3.2. Skin-protective activity of Pg-C-EE against UVB irradiation

To investigate the skin-protective activity against UVB irradiation using HaCaT cells, the cytotoxicity of Pg-C-EE was measured by MTT assay. Pg-C-EE did not show cytotoxicity in HaCaT cells up to a concentration of 400 μg/mL (Fig. 2A). Images of cells captured with a camera attached to the microscope showed that Pg-C-EE protected against UVB-irradiated HaCaT cell damage (Fig. 2B). To elucidate the UVB-mediated skin damage–protective mechanisms of Pg-C-EE, the expression levels of MMP-1, -2, -3, and -9 were measured under conditions of UVB irradiation, which is known to increase skin aging through upregulation of MMPs. In UVB-irradiated HaCaT cells, Pg-C-EE at 400 μg/mL reduced the mRNA expression of MMP-1, MMP-2, MMP-3, and MMP-9 (Fig. 2C). Pg-C-EE also decreased the expression of inflammation regulatory genes COX-2, IL-6, and IL-8. After UVB irradiation with 100 mJ/cm², COX-2 expression was decreased in the Pg-C-EE-treated group, whereas Pg-C-EE did not affect the Sirt1 gene (Fig. 2D). After UVB irradiation with 30 mJ/cm², Pg-C-EE reduced the gene expression of IL-6 and IL-8, the most important inflammatory genes in skin cells (Fig. 2E). To investigate the regulatory mechanisms of proteins involved in UVB-mediated cell damage, such as MMPs, COX-2, and IL-6, we performed the Western blot analysis of MAPK proteins (p38, JNK, and ERK), which are upstream of the activator protein 1 (AP-1) signal. Expression of phospho-p38, phospho-JNK, and phospho-ERK decreased after Pg-C-EE treatment under UVB induction conditions (Fig. 2F). These results were confirmed by examining the expression of MMP-1 and MMP-9 in UVB irradiation conditions using MAPK inhibitors (SB203580, SP600125, and U0125).

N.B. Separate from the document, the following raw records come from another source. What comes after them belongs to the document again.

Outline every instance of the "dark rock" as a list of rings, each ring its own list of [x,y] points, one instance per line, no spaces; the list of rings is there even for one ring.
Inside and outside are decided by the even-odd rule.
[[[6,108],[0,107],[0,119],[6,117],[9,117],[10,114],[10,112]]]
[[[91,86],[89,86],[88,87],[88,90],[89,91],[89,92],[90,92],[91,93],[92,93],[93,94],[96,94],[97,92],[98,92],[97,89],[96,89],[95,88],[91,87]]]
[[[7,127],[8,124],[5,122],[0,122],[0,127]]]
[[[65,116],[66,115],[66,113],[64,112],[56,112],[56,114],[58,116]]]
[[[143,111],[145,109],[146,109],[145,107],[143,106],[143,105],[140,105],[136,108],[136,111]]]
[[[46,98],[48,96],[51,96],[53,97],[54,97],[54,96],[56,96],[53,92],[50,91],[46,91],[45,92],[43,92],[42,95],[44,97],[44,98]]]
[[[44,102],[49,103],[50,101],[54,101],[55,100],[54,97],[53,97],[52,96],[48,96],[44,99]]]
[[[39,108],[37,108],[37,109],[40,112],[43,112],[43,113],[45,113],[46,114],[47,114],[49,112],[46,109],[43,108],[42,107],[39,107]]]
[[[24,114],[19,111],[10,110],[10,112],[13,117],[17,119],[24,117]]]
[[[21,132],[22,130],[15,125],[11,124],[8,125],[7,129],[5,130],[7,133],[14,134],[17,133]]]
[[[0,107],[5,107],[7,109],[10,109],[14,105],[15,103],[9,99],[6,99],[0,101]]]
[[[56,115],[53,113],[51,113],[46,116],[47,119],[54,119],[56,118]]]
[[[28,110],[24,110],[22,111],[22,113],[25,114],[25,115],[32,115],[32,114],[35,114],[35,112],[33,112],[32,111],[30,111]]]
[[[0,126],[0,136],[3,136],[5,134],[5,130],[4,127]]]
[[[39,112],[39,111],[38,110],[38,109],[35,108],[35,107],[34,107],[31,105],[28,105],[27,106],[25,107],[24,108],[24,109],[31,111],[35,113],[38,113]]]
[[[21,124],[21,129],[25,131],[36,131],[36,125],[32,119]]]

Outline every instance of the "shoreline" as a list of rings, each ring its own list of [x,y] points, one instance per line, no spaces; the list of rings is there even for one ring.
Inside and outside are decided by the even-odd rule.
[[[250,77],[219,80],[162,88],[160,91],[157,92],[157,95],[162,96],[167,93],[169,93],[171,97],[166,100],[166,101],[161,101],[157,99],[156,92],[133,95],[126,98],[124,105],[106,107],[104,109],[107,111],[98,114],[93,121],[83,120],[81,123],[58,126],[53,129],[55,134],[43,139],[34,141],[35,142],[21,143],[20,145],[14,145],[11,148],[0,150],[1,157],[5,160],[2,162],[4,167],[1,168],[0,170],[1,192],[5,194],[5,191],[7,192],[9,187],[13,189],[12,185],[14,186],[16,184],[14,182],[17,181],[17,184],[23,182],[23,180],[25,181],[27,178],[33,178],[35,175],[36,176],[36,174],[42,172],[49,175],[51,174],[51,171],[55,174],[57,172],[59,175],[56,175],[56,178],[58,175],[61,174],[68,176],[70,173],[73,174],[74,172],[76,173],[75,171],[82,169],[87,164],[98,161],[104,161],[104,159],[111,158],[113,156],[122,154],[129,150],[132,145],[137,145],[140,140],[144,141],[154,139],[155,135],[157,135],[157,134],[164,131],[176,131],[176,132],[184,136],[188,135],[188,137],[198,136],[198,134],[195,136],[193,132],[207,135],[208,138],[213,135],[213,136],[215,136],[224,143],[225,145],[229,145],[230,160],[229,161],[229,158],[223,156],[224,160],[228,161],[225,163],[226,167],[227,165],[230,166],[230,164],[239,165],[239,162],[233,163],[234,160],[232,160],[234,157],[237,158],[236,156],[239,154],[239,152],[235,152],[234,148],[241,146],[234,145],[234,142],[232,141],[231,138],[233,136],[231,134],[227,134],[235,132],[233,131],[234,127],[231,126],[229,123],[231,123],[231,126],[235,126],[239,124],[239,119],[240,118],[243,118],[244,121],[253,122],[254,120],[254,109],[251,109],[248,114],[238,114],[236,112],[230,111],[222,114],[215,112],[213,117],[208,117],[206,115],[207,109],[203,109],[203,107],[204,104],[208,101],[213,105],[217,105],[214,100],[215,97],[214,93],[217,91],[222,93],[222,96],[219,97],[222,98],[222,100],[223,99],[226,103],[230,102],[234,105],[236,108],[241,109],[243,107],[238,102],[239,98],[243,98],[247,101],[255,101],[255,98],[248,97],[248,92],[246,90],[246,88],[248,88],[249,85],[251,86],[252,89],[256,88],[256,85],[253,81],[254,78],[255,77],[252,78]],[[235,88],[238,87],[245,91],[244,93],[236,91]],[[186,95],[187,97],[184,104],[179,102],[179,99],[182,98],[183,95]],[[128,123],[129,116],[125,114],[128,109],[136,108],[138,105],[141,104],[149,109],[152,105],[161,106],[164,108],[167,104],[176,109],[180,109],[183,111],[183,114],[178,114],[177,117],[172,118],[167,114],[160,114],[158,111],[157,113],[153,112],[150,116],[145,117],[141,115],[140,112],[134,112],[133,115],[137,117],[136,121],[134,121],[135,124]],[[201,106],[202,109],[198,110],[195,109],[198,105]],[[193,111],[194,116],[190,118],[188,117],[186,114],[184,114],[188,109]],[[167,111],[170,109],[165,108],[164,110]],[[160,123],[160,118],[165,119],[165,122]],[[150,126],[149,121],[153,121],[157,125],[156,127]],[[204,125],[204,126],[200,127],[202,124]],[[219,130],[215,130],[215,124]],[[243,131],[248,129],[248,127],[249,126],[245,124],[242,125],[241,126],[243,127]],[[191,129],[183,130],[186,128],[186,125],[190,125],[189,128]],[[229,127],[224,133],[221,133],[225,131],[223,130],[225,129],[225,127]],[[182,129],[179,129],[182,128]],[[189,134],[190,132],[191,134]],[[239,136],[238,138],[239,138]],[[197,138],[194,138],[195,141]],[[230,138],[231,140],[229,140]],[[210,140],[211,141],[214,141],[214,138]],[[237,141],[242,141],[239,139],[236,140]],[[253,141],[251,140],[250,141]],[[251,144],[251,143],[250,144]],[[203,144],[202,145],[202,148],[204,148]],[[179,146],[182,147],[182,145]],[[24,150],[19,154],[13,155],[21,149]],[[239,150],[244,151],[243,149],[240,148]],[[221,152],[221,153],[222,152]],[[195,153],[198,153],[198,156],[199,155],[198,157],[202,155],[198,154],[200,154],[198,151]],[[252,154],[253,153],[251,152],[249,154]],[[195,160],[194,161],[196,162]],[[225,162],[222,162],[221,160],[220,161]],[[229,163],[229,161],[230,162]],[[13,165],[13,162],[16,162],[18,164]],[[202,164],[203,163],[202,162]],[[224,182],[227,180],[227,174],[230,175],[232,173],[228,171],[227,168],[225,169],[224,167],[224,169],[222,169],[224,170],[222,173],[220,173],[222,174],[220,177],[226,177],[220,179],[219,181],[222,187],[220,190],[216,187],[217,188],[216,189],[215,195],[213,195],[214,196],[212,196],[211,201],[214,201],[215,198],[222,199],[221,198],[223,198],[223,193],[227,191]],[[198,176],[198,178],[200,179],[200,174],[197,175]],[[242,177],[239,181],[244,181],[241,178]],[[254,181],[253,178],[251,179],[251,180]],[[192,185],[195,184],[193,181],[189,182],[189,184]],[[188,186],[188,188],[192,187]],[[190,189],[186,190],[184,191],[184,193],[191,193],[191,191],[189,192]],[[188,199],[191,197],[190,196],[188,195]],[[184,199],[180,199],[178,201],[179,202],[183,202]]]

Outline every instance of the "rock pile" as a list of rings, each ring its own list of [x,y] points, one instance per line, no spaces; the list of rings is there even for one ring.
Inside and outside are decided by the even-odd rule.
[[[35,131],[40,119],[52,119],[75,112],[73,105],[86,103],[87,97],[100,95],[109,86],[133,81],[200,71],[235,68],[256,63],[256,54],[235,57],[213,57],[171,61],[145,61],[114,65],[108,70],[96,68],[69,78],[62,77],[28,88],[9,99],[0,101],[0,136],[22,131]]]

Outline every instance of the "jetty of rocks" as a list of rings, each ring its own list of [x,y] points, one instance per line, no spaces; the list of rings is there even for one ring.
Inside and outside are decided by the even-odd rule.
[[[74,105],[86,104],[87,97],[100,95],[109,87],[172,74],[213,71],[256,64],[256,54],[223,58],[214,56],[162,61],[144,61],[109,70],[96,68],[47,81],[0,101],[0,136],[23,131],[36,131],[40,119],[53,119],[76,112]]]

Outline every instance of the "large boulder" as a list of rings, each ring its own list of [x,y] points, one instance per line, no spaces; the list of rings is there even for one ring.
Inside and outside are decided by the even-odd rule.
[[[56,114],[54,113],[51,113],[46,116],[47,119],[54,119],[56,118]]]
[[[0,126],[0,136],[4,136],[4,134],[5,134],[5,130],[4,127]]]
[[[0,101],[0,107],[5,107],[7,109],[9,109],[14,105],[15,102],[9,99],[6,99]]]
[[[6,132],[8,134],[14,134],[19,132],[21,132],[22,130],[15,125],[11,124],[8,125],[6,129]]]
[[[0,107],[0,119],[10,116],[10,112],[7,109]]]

SP600125 and U0126 reduced the expression of MMP-1, and SB203580 decreased the expression of MMP-9, to the same extent as Pg-C-EE treatment (Fig. 2G).

Fig. 2 — Antiphotoaging effect of Pg-C-EE against UVB irradiation in HaCaT cells. (A) Viability of HaCaT cells was measured by MTT assay in Pg-C-EE–treated group. (B) HaCaT cells were treated with Pg-C-EE (100 μg/mL, 200 μg/mL, and 400 μg/mL) and UVB irradiation (30 mJ/cm²) for 24 h. Cytoprotective effects of Pg-C-EE against UVB were observed. (C) mRNA expression of MMP-1, MMP-2, MMP-3, and MMP-9 in HaCaT cells treated with Pg-C-EE (100 μg/mL, 200 μg/mL, and 400 μg/mL) and UVB (30 mJ/cm²) was determined by RT-PCR. (D) mRNA expression of COX-2 and Sirt1 in HaCaT cells treated with Pg-C-EE (100 μg/mL, 200 μg/mL, and 400 μg/mL) and UVB (30 mJ/cm²) was determined by RT-PCR. (E) mRNA expression of IL-6 and IL-8 in HaCaT cells treated with Pg-C-EE (100 μg/mL, 200 μg/mL, and 400 μg/mL) and UVB (30 mJ/cm²) was determined by RT-PCR. (F) The levels of phospho and total forms of MAPK (p38, ERK, and JNK) in whole cell lysates were determined by immunoblot analysis after treatment of HaCaT cells with Pg-C-EE (100 μg/mL, 200 μg/mL, and 400 μg/mL) and UVB (30 mJ/cm²) for 48 h. (G) The effects of MAPK inhibitors SB203580 (20 μM), SP600125 (20 μM), and U0126 (20 μM) on expression of MMP-9 in UVB-irradiated HaCaT cells were identified by RT-PCR.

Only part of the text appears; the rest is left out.